Because economic "freedom" as defined by conservatives entails ignoring the harm you're doing to others, by holding their wages down, leaving their safety unprotected in the workplace, and nowadays preventing them from getting affordable family planning because that somehow interferes with your precious "freedom". I don't think so.

This is something I've been on about for a long time, and it's a good moment to repeat it. In the Wilhoit formula, conservatives are talking about the freedom that is for "those who are protected, but not bound, by the law" at the expense of those who are "bound, but not protected". On the left we aim more directly at equality, because only through equality can we all be equally free. But it's liberty, the liberation of everybody, that has always been the "socialist" aim, from Marx through Frankfurt through Abby Hoffman, and that's just what has to be our aim.

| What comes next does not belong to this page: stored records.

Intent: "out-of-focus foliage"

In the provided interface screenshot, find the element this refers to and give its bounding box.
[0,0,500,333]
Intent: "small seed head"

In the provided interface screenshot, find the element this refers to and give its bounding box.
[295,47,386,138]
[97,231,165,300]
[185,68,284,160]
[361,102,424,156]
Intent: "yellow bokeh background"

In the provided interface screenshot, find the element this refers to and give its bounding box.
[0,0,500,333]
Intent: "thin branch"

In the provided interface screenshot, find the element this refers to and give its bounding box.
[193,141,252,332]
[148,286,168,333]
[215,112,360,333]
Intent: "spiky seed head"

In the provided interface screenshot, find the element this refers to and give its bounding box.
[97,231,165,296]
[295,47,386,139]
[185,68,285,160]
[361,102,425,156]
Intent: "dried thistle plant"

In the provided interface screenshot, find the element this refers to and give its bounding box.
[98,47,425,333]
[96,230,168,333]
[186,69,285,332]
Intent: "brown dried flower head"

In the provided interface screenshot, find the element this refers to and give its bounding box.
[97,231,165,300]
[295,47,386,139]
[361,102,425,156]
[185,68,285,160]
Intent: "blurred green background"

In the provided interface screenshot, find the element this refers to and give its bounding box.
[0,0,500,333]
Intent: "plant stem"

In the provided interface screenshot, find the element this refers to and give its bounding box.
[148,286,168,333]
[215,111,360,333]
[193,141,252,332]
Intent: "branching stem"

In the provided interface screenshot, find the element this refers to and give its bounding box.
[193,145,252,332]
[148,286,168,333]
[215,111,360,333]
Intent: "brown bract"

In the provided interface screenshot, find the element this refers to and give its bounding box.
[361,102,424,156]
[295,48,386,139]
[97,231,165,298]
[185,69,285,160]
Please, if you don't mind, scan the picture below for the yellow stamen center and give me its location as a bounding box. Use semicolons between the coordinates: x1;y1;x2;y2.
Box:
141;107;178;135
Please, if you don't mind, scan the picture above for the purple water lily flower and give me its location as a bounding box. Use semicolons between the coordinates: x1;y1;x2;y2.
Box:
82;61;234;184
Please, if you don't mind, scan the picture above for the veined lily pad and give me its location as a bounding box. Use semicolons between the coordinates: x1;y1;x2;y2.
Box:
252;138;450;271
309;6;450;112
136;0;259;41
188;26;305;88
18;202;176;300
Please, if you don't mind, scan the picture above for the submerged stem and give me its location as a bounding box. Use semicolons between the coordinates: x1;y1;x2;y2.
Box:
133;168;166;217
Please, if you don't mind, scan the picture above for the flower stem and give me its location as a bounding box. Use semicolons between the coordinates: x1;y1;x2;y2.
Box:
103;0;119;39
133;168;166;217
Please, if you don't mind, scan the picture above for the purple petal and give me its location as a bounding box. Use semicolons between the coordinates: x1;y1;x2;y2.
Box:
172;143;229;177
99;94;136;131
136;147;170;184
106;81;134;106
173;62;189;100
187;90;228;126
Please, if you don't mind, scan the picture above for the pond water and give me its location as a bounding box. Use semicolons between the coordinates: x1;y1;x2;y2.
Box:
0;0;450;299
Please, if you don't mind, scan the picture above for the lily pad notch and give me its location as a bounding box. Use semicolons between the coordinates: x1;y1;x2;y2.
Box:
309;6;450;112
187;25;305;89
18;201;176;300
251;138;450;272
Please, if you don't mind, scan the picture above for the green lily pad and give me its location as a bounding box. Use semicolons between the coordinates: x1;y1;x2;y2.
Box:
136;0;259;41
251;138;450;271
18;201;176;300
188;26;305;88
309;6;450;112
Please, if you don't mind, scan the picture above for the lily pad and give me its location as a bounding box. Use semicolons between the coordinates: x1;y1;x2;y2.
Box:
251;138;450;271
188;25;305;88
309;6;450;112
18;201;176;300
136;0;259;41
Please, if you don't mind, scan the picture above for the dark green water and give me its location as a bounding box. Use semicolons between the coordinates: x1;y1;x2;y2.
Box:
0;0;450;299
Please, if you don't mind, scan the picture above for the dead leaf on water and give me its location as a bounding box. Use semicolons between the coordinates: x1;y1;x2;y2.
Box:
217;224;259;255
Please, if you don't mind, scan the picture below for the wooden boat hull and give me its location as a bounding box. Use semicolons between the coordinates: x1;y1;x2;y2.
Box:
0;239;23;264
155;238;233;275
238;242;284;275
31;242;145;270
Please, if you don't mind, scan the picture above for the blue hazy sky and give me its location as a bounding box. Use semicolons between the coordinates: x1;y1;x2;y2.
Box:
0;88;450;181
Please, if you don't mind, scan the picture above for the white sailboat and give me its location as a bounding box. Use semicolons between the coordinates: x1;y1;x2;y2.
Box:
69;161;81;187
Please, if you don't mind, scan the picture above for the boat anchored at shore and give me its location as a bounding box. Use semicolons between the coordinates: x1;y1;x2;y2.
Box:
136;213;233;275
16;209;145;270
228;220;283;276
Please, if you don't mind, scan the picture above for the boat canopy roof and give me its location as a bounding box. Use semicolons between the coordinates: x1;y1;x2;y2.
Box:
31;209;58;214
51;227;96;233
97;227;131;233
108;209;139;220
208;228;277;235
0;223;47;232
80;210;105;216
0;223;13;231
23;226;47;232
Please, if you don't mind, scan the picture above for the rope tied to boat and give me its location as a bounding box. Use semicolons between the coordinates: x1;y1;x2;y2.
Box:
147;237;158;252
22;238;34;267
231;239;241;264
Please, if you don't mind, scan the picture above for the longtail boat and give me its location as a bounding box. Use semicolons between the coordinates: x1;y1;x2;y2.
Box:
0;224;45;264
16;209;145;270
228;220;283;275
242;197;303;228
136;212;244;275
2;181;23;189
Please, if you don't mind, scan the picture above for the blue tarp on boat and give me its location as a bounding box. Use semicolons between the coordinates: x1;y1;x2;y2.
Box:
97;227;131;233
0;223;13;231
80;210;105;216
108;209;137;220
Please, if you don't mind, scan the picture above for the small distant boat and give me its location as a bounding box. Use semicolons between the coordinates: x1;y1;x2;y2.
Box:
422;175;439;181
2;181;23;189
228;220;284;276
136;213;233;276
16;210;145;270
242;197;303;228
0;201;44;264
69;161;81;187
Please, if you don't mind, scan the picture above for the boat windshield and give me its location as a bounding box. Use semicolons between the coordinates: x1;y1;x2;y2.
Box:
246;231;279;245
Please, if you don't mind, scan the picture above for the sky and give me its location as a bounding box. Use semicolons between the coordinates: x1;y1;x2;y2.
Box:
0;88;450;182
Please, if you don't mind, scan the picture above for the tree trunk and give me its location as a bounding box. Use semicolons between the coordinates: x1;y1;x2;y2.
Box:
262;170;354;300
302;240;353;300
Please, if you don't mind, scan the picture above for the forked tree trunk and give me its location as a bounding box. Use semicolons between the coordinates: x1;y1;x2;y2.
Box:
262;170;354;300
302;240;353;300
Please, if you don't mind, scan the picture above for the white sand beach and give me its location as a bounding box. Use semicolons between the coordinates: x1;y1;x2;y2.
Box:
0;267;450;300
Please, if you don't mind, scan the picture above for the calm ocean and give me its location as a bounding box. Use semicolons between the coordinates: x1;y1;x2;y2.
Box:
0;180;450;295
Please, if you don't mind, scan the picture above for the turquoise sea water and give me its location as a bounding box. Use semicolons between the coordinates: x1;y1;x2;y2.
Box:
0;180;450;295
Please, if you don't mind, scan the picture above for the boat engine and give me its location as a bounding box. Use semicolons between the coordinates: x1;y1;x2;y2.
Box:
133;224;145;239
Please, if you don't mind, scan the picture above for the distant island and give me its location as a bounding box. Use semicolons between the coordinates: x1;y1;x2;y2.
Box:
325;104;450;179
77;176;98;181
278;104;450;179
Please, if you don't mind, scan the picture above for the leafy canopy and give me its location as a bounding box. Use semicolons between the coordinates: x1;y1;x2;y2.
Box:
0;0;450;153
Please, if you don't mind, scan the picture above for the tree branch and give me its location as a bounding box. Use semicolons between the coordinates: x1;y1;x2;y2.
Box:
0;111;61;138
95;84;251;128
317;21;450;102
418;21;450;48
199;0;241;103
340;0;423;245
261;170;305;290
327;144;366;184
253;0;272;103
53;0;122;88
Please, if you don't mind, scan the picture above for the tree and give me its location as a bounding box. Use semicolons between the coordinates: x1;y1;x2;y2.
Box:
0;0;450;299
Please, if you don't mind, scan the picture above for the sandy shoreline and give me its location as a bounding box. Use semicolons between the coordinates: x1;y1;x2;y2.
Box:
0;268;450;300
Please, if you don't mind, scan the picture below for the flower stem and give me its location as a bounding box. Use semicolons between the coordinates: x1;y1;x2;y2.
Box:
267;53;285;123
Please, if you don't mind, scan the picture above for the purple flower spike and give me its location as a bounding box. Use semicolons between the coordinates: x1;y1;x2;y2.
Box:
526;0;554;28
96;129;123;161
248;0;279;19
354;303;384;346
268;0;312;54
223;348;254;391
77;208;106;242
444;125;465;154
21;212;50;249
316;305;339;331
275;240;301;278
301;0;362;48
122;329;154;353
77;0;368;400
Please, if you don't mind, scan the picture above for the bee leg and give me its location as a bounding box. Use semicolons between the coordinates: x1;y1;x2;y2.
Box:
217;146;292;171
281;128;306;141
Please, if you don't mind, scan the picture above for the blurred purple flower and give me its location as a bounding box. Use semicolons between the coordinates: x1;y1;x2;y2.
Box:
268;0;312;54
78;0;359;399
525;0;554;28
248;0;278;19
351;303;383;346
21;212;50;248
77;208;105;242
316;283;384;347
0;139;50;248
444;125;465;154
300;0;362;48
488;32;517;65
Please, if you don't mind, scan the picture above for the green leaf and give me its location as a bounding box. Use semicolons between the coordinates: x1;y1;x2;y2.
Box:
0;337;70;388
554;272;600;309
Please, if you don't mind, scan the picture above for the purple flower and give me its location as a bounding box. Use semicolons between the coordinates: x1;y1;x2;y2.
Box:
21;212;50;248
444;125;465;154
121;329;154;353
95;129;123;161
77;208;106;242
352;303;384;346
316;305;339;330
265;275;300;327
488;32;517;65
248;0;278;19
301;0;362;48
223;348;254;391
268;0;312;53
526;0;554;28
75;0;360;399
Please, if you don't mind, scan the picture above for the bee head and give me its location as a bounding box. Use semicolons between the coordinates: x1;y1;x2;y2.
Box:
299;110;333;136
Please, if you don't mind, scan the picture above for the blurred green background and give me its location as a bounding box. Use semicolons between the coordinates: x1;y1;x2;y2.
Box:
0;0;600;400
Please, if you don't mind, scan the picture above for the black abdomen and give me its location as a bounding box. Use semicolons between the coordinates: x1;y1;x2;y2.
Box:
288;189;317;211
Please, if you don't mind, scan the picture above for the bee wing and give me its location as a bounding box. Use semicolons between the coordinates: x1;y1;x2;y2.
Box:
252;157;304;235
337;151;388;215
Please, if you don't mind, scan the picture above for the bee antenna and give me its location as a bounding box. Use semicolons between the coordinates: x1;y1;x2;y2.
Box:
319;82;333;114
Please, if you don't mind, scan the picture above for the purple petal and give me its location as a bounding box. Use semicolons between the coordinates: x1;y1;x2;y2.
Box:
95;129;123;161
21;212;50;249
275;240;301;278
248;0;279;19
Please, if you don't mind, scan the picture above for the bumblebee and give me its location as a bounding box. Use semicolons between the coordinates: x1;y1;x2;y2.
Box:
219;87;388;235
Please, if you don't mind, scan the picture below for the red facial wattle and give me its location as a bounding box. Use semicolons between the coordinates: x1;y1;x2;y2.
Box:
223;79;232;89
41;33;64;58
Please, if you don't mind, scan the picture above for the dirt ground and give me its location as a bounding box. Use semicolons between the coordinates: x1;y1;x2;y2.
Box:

Rightwingers keep complaining that being asked to wear a mask is an infringement of their "freedom". I'm sorry, I wear a mask to protect your freedom and you need to do the same for me. If you can't understand that, then go the fuck away.

Just been listening to this Brahms symphony, which is kind of at the center of who I feel I am, same conductor but Berlin Philharmonic, in a version that seemed awfully slow at 49 minutes, and I was too busy writing, but the last movement made me crazy emotional. This one looks a lot faster, and I want to just listen.